Closed sebalis closed 4 years ago
There is no other open source analystic software with this many features, but I'm with you non the less.
Personally I'm importing access.log.1 every day at 0:00 and log rotating is happening at 5:00. So I have 2 day old logs, but no duplicates,
Matomo looks very good, I would like to use it – although for privacy reasons I will restrict myself to the log importer, which reduces the difference to other products. Also this makes it all the more important to get as much accuracy and timeliness out of the importer as possible.
To respect privacy you should imho use the JS tracker because he respects DNT and other tracking blockers while log import will not do that.
Using JS trackers is out of the question – I do see your point about DNT but let’s not even begin to discuss that. And with my concerns I do of course anonymise my logs (by zeroing the final two bytes of the IP).
I see that the import_logs
script has an --exclude-older-than
option (added in December) - would that work, with some kind of "last import" flag that's kept in a file and updated whenever the log is parsed, and then passed to that option? Anyway, I'm planning to set it up this way myself :)
Sorry for the late response. I havent’t tested it as my workaround was to set up a job to import the ‘.1’ log file (the first ‘rotated’ one). This was possible since the rotation at this site takes place at regular intervals. But it does seem that this option would work. I might be interested in using it for another case where the logs do not rotate so regularly but don’t know when I will get round to it. Feel free to close the issue.
One minor quibble: --exclude-older-than t₁ would appear to restrict the import to records with a time t ≥ t₁. If I have imported a logfile I know the time t₀ of the latest record I have imported, so it would be convenient to restrict to t > t₀. It seems like I will have to calculate t₁ = t₀ + 1s in order to use this option. Something like --only-newer-than would be slightly better.
I've actually implemented a PR doing something like this in the meantime: https://github.com/matomo-org/matomo-log-analytics/pull/232
And yes, I tried to use --exclude-older-than
first until I noticed I need to do > and not ≥ 😉
My first approach was to find the last timestamp using a separate script in Ruby, but then I realized that the import_logs.py
is already going through all lines and parsing dates and stuff from them, so it makes more sense if it finds the timestamp during the import.
This is a duplicate of https://github.com/matomo-org/matomo-log-analytics/issues/144 I think.
There is a parameter in the script:
--exclude-older-than
So if you run crontab once at day you can put in param the yesterday date and hour to exclude data in log older (for example becouse log restart every 7 day).
For print yesterday date on linux: date -d "yesterday" +"%Y-%m-%d %H:%M:%S %z"
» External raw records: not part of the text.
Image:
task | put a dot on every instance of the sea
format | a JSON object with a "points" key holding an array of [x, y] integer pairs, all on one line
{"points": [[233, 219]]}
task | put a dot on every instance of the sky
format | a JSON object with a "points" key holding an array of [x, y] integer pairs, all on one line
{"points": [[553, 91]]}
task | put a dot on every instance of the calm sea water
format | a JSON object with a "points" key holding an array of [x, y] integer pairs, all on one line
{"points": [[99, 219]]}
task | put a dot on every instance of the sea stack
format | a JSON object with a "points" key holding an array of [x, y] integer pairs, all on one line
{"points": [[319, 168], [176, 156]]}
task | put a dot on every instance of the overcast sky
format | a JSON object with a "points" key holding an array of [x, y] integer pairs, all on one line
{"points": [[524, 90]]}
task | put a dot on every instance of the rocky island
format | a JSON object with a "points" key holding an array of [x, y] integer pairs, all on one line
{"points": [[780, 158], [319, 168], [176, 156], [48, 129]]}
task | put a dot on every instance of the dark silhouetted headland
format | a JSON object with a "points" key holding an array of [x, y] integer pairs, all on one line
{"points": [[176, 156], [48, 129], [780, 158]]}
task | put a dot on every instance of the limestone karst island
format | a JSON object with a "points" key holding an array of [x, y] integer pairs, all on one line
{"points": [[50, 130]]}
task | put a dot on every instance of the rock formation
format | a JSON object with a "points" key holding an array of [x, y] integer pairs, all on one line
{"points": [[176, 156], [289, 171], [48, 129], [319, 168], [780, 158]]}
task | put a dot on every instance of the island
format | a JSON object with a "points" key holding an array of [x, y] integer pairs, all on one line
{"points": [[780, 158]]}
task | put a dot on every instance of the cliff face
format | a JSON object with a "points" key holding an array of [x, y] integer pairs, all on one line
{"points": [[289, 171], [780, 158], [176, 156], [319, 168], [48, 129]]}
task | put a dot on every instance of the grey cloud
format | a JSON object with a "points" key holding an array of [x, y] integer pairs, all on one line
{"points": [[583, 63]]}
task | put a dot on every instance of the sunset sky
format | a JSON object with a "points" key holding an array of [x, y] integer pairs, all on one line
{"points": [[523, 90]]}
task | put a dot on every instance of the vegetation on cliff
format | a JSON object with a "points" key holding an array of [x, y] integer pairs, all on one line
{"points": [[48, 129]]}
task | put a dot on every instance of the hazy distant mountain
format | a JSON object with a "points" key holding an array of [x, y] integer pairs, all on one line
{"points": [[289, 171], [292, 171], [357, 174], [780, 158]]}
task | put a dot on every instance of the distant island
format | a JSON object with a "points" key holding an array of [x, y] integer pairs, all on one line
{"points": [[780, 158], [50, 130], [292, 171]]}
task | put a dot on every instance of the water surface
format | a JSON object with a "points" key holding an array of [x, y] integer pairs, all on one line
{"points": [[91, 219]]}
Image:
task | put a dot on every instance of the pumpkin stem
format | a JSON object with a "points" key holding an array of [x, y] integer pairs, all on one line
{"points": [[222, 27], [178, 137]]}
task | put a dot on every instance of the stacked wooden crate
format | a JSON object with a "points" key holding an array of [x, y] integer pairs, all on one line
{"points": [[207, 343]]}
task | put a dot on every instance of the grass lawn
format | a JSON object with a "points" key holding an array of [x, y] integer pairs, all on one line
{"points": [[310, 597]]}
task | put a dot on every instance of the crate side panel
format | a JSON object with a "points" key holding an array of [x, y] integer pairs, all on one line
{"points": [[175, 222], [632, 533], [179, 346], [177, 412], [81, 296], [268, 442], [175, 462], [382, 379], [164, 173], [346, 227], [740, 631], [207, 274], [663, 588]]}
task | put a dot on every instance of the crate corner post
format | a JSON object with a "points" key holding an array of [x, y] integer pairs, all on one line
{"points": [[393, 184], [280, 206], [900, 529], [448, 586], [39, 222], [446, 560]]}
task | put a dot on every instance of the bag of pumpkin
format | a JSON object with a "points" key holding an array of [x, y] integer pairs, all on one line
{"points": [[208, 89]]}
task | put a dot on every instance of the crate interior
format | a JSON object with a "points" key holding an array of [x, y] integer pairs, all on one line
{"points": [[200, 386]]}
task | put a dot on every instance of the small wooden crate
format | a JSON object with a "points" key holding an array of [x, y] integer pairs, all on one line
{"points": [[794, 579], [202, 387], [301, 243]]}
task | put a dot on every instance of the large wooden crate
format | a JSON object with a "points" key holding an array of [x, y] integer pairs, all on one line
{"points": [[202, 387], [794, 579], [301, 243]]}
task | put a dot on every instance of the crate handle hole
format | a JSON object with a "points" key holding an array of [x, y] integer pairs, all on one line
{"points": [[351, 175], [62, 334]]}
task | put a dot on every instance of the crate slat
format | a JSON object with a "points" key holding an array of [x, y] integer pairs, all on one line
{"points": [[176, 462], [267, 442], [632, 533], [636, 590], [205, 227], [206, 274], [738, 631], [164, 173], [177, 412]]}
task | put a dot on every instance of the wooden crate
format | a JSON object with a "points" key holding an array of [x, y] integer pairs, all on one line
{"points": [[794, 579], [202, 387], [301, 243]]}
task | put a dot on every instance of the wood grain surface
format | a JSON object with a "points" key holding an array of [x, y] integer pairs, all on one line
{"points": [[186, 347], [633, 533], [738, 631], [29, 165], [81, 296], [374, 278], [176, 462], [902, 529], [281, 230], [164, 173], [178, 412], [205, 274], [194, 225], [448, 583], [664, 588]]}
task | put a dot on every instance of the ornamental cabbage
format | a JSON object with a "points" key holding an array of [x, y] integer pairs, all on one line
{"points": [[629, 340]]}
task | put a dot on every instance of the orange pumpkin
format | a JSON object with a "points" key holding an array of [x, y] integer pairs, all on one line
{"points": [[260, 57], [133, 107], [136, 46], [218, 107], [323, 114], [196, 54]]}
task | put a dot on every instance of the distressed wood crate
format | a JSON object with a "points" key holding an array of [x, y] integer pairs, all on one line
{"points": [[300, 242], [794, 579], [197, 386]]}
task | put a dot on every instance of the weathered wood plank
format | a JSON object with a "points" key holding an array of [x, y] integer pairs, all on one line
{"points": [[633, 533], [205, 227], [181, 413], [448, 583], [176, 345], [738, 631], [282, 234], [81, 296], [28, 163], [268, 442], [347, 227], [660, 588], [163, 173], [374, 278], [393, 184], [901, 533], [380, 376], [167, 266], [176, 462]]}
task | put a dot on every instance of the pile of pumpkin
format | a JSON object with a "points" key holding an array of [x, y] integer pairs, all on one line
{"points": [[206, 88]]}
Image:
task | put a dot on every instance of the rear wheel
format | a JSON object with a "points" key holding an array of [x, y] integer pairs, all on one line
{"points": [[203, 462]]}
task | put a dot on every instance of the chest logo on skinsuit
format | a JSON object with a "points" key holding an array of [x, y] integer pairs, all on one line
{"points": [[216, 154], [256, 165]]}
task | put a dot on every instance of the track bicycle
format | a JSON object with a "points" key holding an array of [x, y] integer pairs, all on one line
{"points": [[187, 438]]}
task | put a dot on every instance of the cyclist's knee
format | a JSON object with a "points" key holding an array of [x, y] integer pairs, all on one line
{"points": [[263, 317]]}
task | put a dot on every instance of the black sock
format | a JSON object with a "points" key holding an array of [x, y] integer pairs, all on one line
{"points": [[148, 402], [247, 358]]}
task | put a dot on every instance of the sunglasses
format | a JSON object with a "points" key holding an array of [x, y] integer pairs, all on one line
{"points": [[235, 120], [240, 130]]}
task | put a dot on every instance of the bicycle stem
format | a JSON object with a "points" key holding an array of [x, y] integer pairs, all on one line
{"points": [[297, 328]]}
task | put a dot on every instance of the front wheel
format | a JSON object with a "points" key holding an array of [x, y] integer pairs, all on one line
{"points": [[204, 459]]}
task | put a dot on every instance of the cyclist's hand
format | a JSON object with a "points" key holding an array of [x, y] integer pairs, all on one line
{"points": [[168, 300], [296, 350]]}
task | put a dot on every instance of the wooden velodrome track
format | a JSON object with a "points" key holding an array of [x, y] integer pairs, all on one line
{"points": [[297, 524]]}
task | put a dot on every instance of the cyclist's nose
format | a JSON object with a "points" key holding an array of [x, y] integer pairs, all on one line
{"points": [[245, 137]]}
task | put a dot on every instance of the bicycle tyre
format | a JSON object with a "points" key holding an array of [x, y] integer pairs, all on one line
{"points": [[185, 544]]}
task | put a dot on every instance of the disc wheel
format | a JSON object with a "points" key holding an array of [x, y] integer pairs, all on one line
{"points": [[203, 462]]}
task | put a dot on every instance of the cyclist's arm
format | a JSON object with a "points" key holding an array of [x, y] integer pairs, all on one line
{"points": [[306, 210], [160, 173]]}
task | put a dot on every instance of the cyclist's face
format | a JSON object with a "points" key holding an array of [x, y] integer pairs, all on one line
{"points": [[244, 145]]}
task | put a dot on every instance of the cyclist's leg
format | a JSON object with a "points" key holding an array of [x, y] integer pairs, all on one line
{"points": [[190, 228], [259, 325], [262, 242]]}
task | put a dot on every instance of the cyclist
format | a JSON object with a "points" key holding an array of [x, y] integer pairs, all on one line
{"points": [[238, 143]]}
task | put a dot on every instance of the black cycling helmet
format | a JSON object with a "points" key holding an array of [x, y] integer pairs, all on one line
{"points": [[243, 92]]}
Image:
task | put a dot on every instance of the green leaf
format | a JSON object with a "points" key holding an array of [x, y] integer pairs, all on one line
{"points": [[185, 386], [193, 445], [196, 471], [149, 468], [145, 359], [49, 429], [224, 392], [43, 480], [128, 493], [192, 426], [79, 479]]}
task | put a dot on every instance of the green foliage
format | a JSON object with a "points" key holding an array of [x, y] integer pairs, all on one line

If the import script is called on the same logfile more than once, entries imported in the first run and still present in the file during the second run are imported twice (at least when I tested it on Apache logs). This creates a few problems: running the script has to be tied to the web server rotating the file, and new entries can not be seen in Matomo until the log has been rotated and the importer run again.
It would be much better if it were possible to run the importer frequently, maybe even every minute. In order to do this, the importer needs to be able to know which entries have already been imported. I don’t know how to implement this in detail. I suppose it should be reasonable to expect that the log entries have time data with one-second granularity. So by remembering the time of the latest entry already imported and perhaps adding some logic for re-identifying entries from that last second, it would become feasible to run the importer as often as one would like without messing up the data. What do you think? For me this might make the difference between choosing Matomo or some other log analysis software.